Querns House At Cirencester Hospital is a Grade II listed building in the Cotswold local planning authority area, England. First listed on 14 June 1948. House. 3 related planning applications.
Querns House At Cirencester Hospital
- WRENN ID
- turning-cinder-saffron
- Grade
- II
- Local Planning Authority
- Cotswold
- Country
- England
- Date first listed
- 14 June 1948
- Type
- House
- Source
- Historic England listing
Description
Querns House at Cirencester Hospital
House, now part of Cirencester Hospital. Dated 1825 with later 19th-century additions in similar style; 19th and 20th-century internal alterations. Designed by P.F. Robinson for Charles Lawrence.

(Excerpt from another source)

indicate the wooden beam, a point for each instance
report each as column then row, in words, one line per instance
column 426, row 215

The building is constructed of coursed squared limestone with artificial stone slate roofs featuring coped verges and corbelled-out kneelers at the gables. Stone ridge and end stacks to the front range are now truncated, with five groups of octagonal ashlar flues in pairs and threes positioned on ridges, at ends and laterally to the rear elevation.
The house is designed in Tudor style with an irregular plan and fenestration. The entrance front displays two gables, two storeys and an attic, arranged across a seven-window range. The first floor contains five two- and three-light double-chamfered stone mullion windows, two to the centre and left with hoodmoulds. Similar single-light and two-light windows to the centre have diamond-pane cast-iron casements; one small 20th-century window is positioned to the centre. A similar single-light window with hoodmould and diamond-pane casement appears in the gable to the centre.

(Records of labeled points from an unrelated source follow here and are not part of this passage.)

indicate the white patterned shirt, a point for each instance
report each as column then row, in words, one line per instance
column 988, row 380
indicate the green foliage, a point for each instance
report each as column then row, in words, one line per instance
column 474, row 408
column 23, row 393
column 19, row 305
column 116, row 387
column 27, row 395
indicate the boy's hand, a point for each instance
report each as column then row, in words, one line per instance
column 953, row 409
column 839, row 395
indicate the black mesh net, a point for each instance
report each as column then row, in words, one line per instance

The ground floor has three single-light windows with double-chamfered stone transoms and hoodmoulds to the right and flanking porch, together with two three-light and one five-light double-chamfered stone-mullion windows to the centre and left with hoodmoulds, largely retaining diamond-pane casements. A gabled porch at the centre right features a boarded door with four-centred arched head divided into vertical panels by applied moulding with decorative strap hinges, set in a chamfered stone surround with hoodmould with carved stops. A datestone in the gable of the porch displays the date 1825 in relief. One raking dormer with a two-light diamond casement is present. A shallow chamfered plinth and weathered band course below the ground floor window to the gabled bay at the centre complete the entrance front.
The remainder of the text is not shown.